-
David Schäfer authored82a203d1
Global Keywords
Introduction to the usage of the global keywords. (Keywords that can be passed to any :py:class:`saqc.SaQC` method.)
Set Up
Flagging Scheme Constraint
The Tutorial currently only works when instantiating an :py:class:`~saqc.SaQC` object with the default :ref:`flagging scheme <FlagsHistoryTranslations>`, which is the :py:class:`~saqc.core.FloatScheme`.
Example Data
Lets generate some example data and plot it:
>>> import pandas as pd
>>> import numpy as np
>>> noise = np.random.normal(0, 1, 200) # some normally distributed noise
>>> data = pd.Series(noise, index=pd.date_range('2020','2021',periods=200), name='data') # index the noise with some dates
>>> data.iloc[20] = 16 # add some artificial anomalies:
>>> data.iloc[100] = -17
>>> data.iloc[160:180] = -3
>>> qc = saqc.SaQC(data)
>>> qc.plot('data') #doctest:+SKIP
Label Keyword
The label
keyword can be passed with any function call and serves as label to be plotted by a subsequent
call to :py:meth:`saqc.SaQC.plot`.
It is especially useful for enriching figures with custom context information, and for making results from different function calls distinguishable with respect to their purpose and parameterisation. Check out the following example:
At first, we apply some flagging functions to mark anomalies without usage of the label
keyword:
>>> qc = qc.flagRange('data', max=15)
>>> qc = qc.flagRange('data', min=-16)
>>> qc = qc.flagConstants('data', window='2D', thresh=0)

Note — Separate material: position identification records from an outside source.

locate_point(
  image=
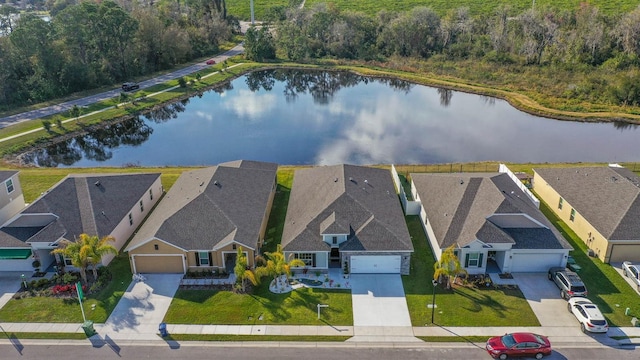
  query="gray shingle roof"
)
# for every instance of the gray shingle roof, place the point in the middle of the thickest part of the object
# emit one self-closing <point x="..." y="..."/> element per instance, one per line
<point x="6" y="174"/>
<point x="78" y="204"/>
<point x="460" y="208"/>
<point x="357" y="200"/>
<point x="212" y="206"/>
<point x="607" y="197"/>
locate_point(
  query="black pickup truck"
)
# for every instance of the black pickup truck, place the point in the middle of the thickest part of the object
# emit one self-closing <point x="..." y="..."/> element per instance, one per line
<point x="130" y="86"/>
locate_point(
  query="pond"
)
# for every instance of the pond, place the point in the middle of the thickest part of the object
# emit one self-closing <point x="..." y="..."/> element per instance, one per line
<point x="295" y="117"/>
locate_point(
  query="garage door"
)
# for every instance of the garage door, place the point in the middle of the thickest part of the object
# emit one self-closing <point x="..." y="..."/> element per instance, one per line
<point x="158" y="264"/>
<point x="621" y="253"/>
<point x="375" y="264"/>
<point x="535" y="262"/>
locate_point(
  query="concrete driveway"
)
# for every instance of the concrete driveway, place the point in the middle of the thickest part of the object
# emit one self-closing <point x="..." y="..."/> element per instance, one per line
<point x="544" y="298"/>
<point x="142" y="308"/>
<point x="380" y="311"/>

>>> qc = qc.flagManual('data', mdata=pd.Series('2020-05', index=pd.DatetimeIndex(['2020-03'])))
>>> qc.plot('data') # doctest:+SKIP
In the above plot, one might want to discern the two results from the call to :py:meth:`saqc.SaQC.flagRange` with respect to the parameters they where called with, also, one might want to give some hints about what is the context of the flags "manually" determined by the call to :py:meth:`saqc.SaQC.flagManual`. Lets repeat the procedure and enrich the call with this information by making use of the label keyword:
Label Example Usage
>>> qc = saqc.SaQC(data)
>>> qc = qc.flagRange('data', max=15, label='values < 15')
>>> qc = qc.flagRange('data', min=-16, label='values > -16')
>>> qc = qc.flagConstants('data', window='2D', thresh=0, label='values constant longer than 2 days')
>>> qc = qc.flagManual('data', mdata=pd.Series('2020-05', index=pd.DatetimeIndex(['2020-03'])), label='values collected while sensor maintenance')
>>> qc.plot('data') # doctest:+SKIP
dfilter and flag keywords
The flag
keyword controls a tests level of flagging f(v) for any value v. So,
in short, the keyword controls the output flag level of any flagging function.
The dfilter
keyword controls the threshold up to which a flagged value is masked, when passed
on to any flagging function. So, in short, it controls the input threshold, up to which flagged values are visible to
any function that operates on the values.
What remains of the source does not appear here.